Kubernetes pod-level information missing? #225

autolyticus · 2022-10-17T15:05:46Z

Bug description

I have deployed using the Helm chart for Scaphandre - v0.1.0, and looking at the documentation for the Prometheus exporter, I can see that I am supposed to get additional information and metadata about the pods.

However, I noticed that the scaph_process_power_consumption_microwatts metrics (as exposed from the scaphandre:8080 service, and accessing from /metrics port does not contain this information. Specifically, the container_scheduler is detected and set correctly as kubernetes, but the relevant metrics about kubernetes_pod_name and kubernetes_pod_namespace are missing!
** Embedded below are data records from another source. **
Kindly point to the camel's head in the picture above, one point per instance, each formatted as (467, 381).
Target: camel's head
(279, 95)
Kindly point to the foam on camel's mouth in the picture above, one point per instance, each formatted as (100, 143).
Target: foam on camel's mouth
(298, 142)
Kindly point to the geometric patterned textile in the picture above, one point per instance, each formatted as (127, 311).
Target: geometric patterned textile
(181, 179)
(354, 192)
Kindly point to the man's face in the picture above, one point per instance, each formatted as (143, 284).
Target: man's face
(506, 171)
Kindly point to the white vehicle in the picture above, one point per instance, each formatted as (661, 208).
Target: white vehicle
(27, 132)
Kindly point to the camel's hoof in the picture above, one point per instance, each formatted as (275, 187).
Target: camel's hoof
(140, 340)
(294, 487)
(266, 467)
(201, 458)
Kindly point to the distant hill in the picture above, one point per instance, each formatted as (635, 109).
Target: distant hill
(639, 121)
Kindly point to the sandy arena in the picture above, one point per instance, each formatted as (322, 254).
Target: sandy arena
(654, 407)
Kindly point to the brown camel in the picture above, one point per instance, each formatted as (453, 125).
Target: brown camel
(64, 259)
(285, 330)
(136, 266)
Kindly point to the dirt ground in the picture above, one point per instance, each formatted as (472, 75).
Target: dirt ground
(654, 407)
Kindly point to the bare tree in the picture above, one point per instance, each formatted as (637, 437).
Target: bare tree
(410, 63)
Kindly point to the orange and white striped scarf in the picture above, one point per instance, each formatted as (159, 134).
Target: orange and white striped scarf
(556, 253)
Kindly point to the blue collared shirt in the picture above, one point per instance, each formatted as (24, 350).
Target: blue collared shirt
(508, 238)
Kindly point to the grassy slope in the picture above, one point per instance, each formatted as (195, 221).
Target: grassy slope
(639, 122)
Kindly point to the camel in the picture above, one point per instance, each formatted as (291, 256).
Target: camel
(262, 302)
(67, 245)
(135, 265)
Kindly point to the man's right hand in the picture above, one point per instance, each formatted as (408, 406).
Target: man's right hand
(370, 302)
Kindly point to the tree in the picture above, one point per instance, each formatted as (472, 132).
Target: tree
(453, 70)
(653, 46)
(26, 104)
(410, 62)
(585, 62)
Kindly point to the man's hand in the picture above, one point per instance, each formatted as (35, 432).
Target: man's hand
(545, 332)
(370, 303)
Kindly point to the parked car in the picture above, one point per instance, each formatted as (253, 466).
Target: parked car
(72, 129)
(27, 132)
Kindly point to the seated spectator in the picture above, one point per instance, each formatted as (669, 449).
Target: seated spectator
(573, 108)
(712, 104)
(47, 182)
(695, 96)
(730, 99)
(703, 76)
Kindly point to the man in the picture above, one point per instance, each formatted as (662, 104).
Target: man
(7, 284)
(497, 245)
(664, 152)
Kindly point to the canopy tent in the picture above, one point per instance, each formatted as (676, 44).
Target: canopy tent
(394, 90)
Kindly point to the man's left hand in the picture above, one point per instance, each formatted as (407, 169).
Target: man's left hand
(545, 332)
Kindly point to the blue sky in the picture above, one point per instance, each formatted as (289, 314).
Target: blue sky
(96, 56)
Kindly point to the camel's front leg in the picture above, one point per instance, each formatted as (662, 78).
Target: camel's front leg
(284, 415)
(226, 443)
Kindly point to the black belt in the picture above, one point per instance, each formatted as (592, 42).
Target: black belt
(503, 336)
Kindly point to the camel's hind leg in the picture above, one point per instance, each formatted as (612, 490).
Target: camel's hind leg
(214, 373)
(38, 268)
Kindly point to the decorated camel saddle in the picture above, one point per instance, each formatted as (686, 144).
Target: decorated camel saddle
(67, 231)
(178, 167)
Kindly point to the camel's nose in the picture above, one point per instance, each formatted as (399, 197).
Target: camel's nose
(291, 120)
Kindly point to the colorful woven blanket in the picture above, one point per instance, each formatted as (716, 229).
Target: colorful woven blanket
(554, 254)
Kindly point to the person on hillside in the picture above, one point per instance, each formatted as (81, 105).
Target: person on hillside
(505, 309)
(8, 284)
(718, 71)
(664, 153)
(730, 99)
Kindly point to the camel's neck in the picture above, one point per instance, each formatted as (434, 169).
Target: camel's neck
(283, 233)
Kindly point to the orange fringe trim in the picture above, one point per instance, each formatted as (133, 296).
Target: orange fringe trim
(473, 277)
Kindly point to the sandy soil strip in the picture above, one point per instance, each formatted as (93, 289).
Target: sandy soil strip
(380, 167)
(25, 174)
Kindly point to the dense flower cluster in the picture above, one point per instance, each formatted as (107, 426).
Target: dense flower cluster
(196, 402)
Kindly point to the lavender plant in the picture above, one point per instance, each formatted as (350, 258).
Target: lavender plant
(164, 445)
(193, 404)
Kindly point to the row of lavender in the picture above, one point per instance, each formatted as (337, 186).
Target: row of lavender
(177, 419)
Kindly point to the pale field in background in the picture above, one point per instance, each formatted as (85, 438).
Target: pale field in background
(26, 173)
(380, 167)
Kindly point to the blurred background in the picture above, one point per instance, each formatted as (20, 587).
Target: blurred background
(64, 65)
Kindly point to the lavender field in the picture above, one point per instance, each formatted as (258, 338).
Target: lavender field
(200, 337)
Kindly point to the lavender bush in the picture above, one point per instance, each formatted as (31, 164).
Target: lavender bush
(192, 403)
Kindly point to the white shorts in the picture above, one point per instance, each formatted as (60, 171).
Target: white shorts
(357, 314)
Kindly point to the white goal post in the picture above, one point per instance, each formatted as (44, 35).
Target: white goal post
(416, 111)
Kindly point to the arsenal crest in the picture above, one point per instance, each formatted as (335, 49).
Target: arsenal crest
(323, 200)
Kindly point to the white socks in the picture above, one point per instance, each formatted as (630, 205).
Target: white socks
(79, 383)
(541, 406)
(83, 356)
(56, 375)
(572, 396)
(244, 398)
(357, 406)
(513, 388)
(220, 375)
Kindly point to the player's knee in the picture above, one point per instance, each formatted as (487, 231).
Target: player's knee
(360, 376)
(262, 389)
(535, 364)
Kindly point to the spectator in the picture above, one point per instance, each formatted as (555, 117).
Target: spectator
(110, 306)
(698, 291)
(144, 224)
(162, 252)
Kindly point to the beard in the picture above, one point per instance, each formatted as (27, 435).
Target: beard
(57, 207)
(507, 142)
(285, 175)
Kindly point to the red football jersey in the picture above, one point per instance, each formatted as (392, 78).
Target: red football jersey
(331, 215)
scaph_process_power_consumption_microwatts{container_id="cri-containerd-3c5e5e3ab20f1aaa9cdb2f7b1c9d910aeb776f07a03fd22b3fce470ac7191739",exe="tini",cmdline="/usr/bin/tini-w-e143--/opt/kafka/bin/kafka-server-start.sh/tmp/strimzi.properties",container_scheduler="kubernetes",pid="15523"} 0

As you can see above, all that it contains is the information about the cmdline for the pod as well as the corresponding container id on containerd which is quite obscure and difficult to use.

This makes it very difficult to cross-correlate and understand which pod and which namespace is consuming more energy.

Am I doing something wrong in my deployment, or is there a gap in my expectation? Is this a bug on Scaphandre's side?

To Reproduce

Deploy latest Helm chart for Scaphandre onto the monitoring namespace
kubectl port-forward -n monitoring svc/scaphandre 3000:8080
Open http://localhost:3000/metrics on a web browser
Notice that scaph_process_power_consumption_microwatts metrics are having container_scheduler label set as kubernetes but are missing kubernetes_pod_name labels (like the example given above)

Expected behavior

Expected to see the pod metadata information along with the other information like cmdline, pid etc.

Screenshots

Environment

Linux - Debian Bullseye
Deployed on K3S 1.24.6

Linux distribution version [e.g. Ubuntu 20.04.1]
Kernel version (output of uname -r) [e.g. 5.4.0-54-generic]
5.10.0-18-amd64

Additional context

There is absolutely no errors or warning logs on the Scaphandre daemonset pods

The text was updated successfully, but these errors were encountered:

mmadoo · 2022-10-26T12:16:09Z

I do not have such issue on k8s v1.21.8 using latest helm chart on main branch.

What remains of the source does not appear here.